Well then. I’m already behind on my 30 Days of Grace series. I’m so sorry, friends. These aren’t easy to write, and my first post generated some questions that were tough to answer. The best place to start is usually at the beginning, so let’s start there. Let’s talk about stress.
It’s easy for me to disguise stress. I’m a naturally calm person, and I’ve been compared to “a slowly ebbing stream.” But my stress management really isn’t management at all. I compartmentalize and focus on the moment. I put stress in a box and let it hang out there. I try not to show face, even while I feel the the muscles between my shoulders growing tighter and tighter.
The sneaky thing about stress is that, even when you think you’ve got it managed, it can wreak havoc on your health and your relationships. It’s nothing to mess around with.
There are a million reasons to stress out every day. There are jobs to do and bills to pay and doctors to see. There are children to raise and worry about and fuss over, and to wonder, “Oh, my Lord, I hope I’m doing this right.”
When I’m stressed, it is nearly always because I am trying to achieve something, to do something on my own, in my own strength. It’s independence and self-reliance and bootstrapping and a world of good things, but it’s pride, too. It’s not trusting. It’s being afraid to fail. It’s being afraid to be let down.

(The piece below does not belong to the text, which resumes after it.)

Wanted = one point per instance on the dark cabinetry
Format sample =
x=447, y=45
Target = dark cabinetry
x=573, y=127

Are those things you can relate to? That desire to build things, to do things, to achieve… in the midst of all the doing, it’s easy to shoulder a burden that was never ours to carry.
“Are you tired? Worn out? Burned out on religion? Come to me. Get away with me and you’ll recover your life. I’ll show you how to take a real rest. Walk with me and work with me—watch how I do it. Learn the unforced rhythms of grace. I won’t lay anything heavy or ill-fitting on you. Keep company with me and you’ll learn to live freely and lightly.” – Matthew 11:28-30, The Message
When I’m worn out, it is not usually because someone else has given me a burden that’s too heavy. It’s because I have taken something on that I shouldn’t, or tried to do something on my own or in my own strength. Sometimes it’s simply that I am failing to trust. This is something I fall into time and time again.
So it’s time for the really tough questions. How’s my walk with Jesus? Am I still walking next to him, hand in hand? Am I close enough to hear the words he is speaking to my heart?
It’s so easy as working moms and wives to put off the things that are best for us, to fail to take care of ourselves in the most essential ways. I’m not talking about making sure we remember to schedule an appointment for a haircut, or to include ourselves on the fall clothes shopping list, or to plan a girl’s night out. It’s much more than that. We forget to care for our hearts.
If this is a struggle you share, too, take a minute and think back to before you had kids, before you got married, before life got complicated and it was just you and Jesus. Do you remember his whisper in your heart? Like treasure in your hands, the pearl of Great Price?
Jesus invites us to walk with him and work with him, to learn from him the unforced rhythms of grace. Doesn’t that sound lovely? And just the cure for your tired, worn out heart?
And you know what? There is a lovely side effect to living that gentle life of grace. It’s pure, indescribable, unadulterated joy.